彼女の柔らかい体と胸を密かに堪能しつつ、ゆっくりと彼女の体から離れる。
「大丈夫でしたか?」
「すいません……またドジしちゃいました」
うん。
俺の愚行は悟られていないようだ。
俺は落ちたであろう酢豚の方に視線を向ける。
すると、酢豚は――なんと、フレアがキャッチしているではないか。
ナイスだ、フレア!
何故彼女がここにいるのか、それが分かったような気がする。
君は酢豚をキャッチするために存在していたんだね。
なんて大した意味を持たない女なんだ。
ごめん。
言い過ぎたので謝っておきます。
「本当、ドジだね。カタリナって」
「……すいませんね」
バチバチに視線を交わす二人。
喧嘩はよしておきましょうよ。
女同士の喧嘩に巻き込まれたら、泣く自身あるよ、俺。
「酢豚も無事だったようだし、食事にしましょう。ね、カタリナさん。それにフレアも」
「…………」
ご飯をお茶碗に入れてくれるカタリナさん。
深いため息をついて、テーブル席につき、そして笑顔を浮かべる。
「いただきます」
彼女が笑顔を見せてくれたことに安堵しながら食事を開始する。
酢豚を一口。
酸味と甘みのバランスが良く、そして豚の美味さ。
食べた瞬間、美味さと幸せが口の中に広がり、脳へと侵食していく。
「美味しいです! 最高ですよ、カタリナさん」
「ありがとうございます。幸村さんにそう言ってもらえると嬉しいでう」
「いやー、こんな美味しい物を作ってもらえて、俺、本当に幸せです。

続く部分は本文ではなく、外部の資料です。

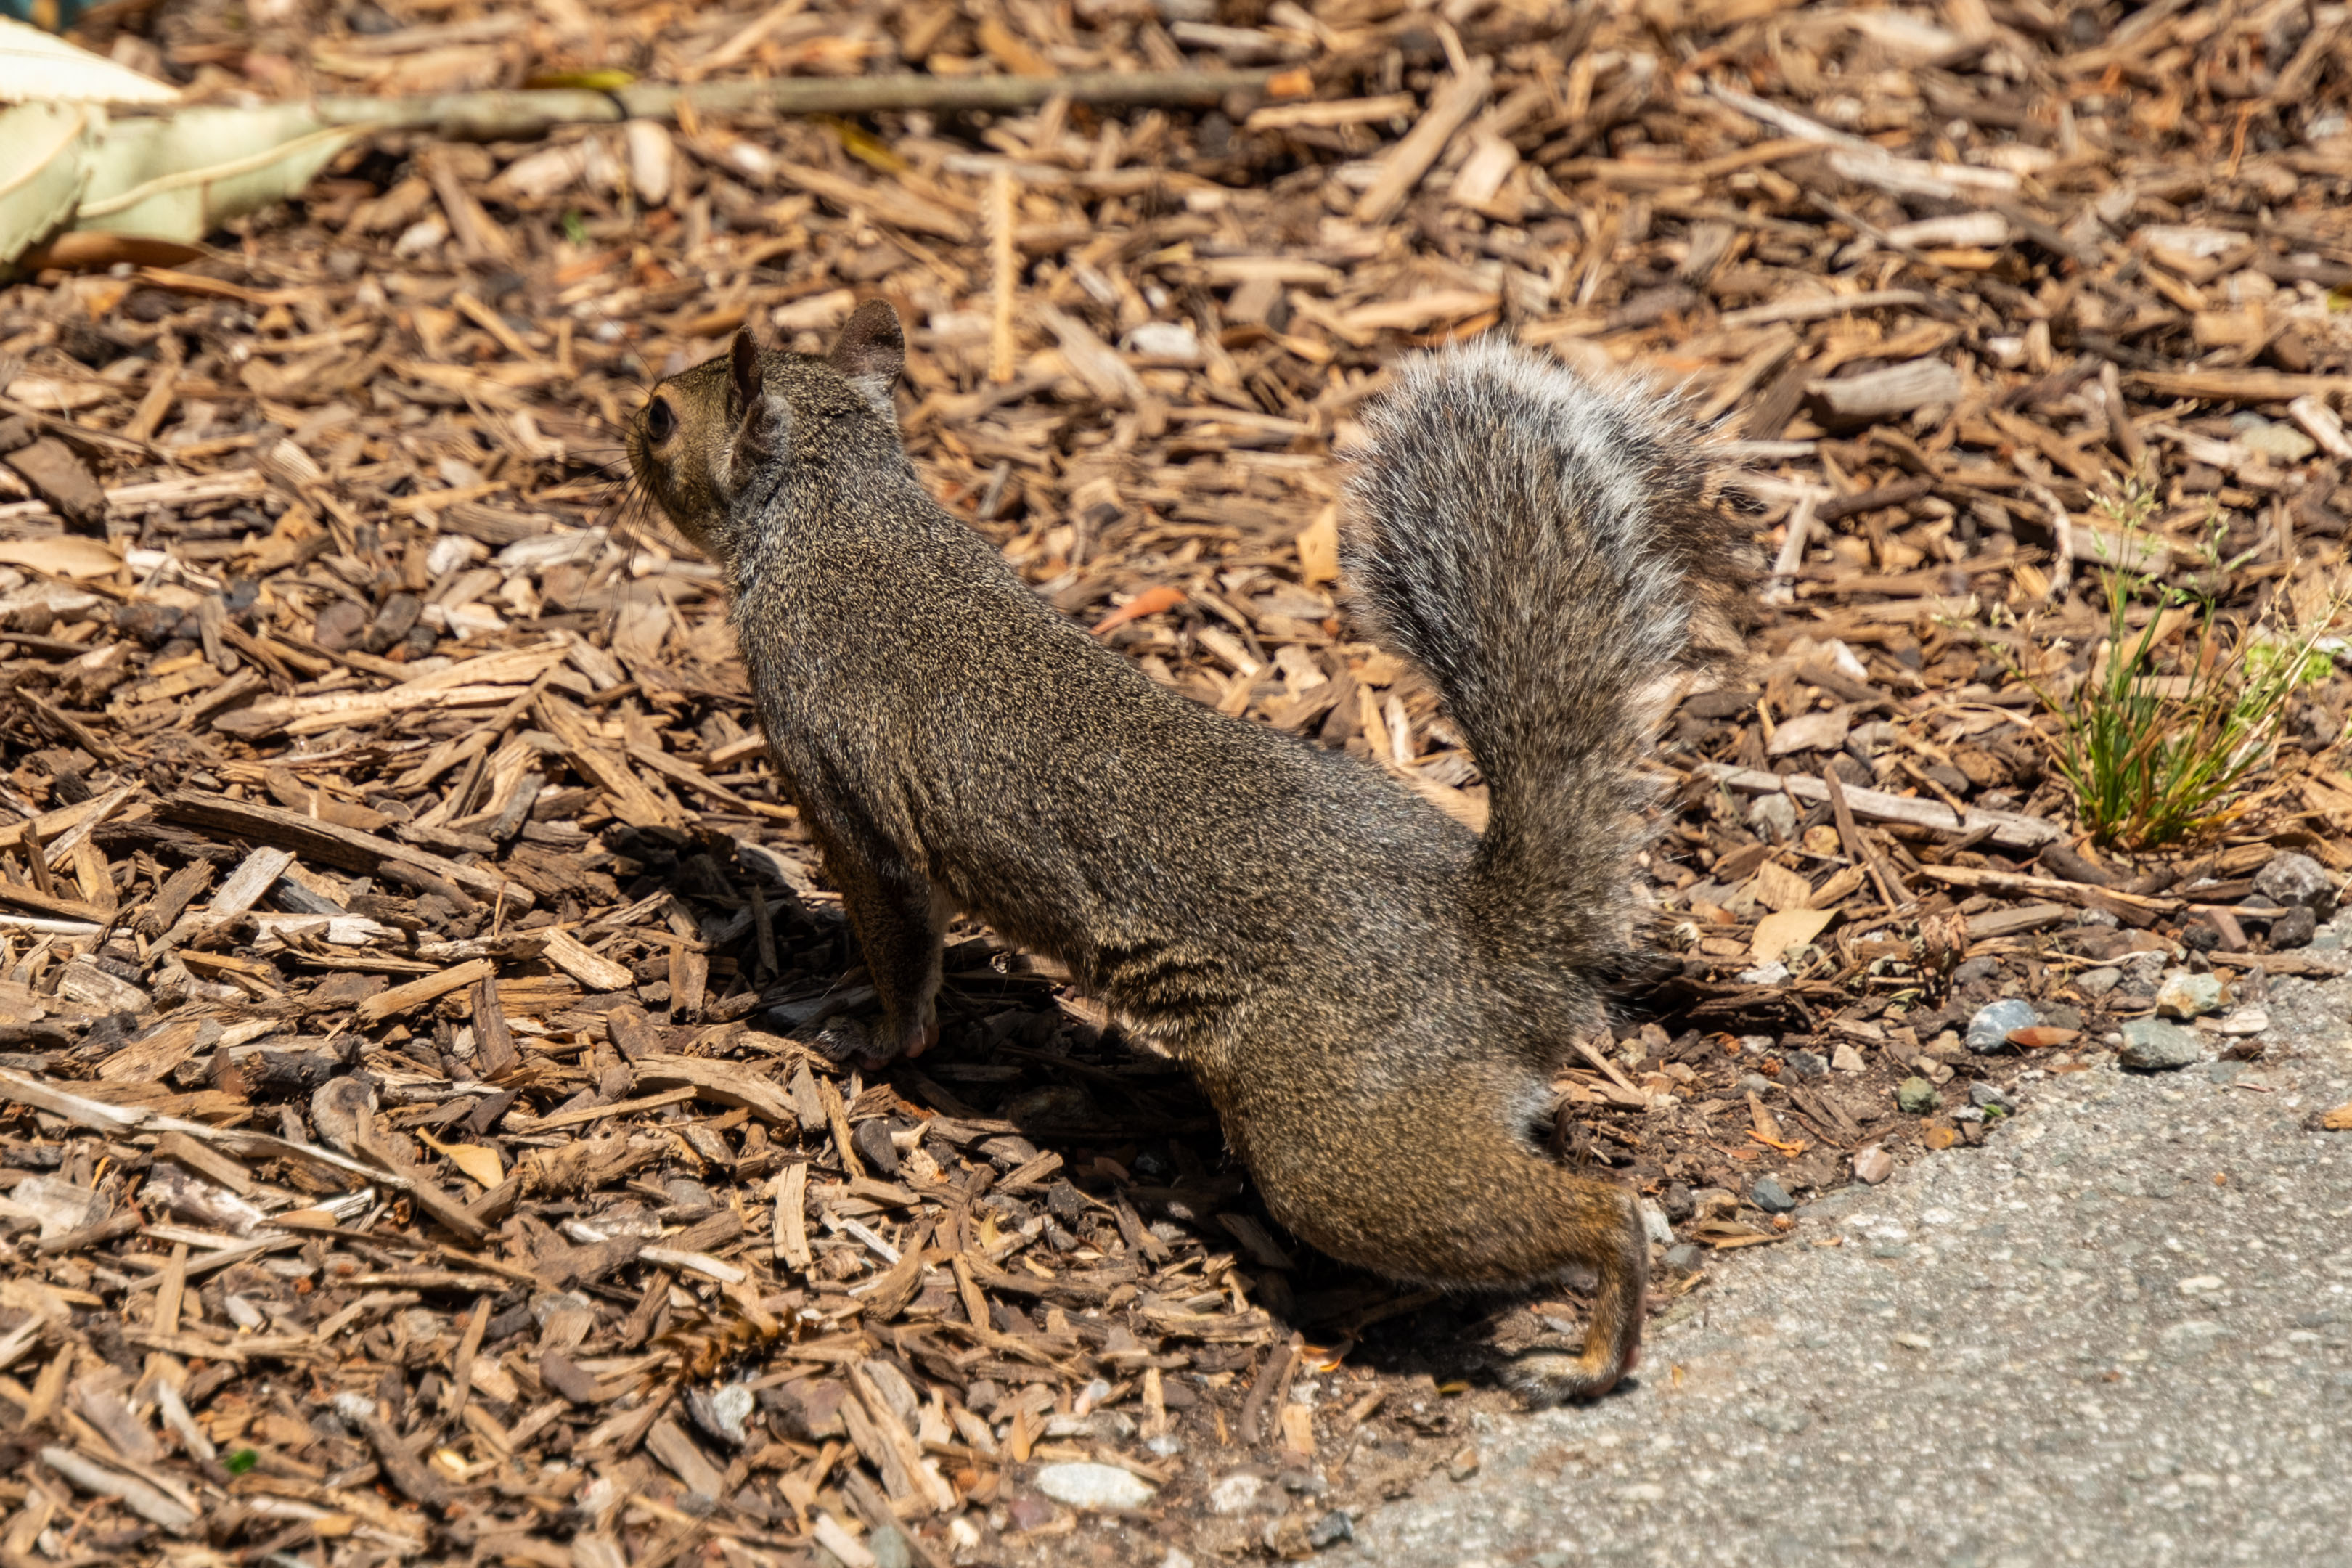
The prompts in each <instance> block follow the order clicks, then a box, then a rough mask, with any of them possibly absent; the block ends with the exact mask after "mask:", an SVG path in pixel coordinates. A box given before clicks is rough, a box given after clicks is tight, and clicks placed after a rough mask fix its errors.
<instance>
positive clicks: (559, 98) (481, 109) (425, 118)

あ、俺に出来ることがあればなんでも言ってください。お礼じゃないですけど、何でもしますよ」
「何でもですか……?」
「はい! 死ねと言われたら死にますよ!」
それは元気に、とびっきりの笑みを浮かべてそう言った。
「死ぬのはどうかと思います! でも……何でもいいと言うのなら……」
「はい。何でもいいですよ」
「……国を助けてあげてください」
「喜んで! カタリナさんのお願いだったら国ぐらい助けてあげますよ!」
脊髄反応で俺は彼女にそう答えた。
かくして、俺は国を守るための戦いにおももくことになったのである。
普通なら嫌な気分になるのだろうが、彼女の頼みならむしろ気分がいい。
他の奴に頼まれたら絶対否定しかないはずなんだけどね。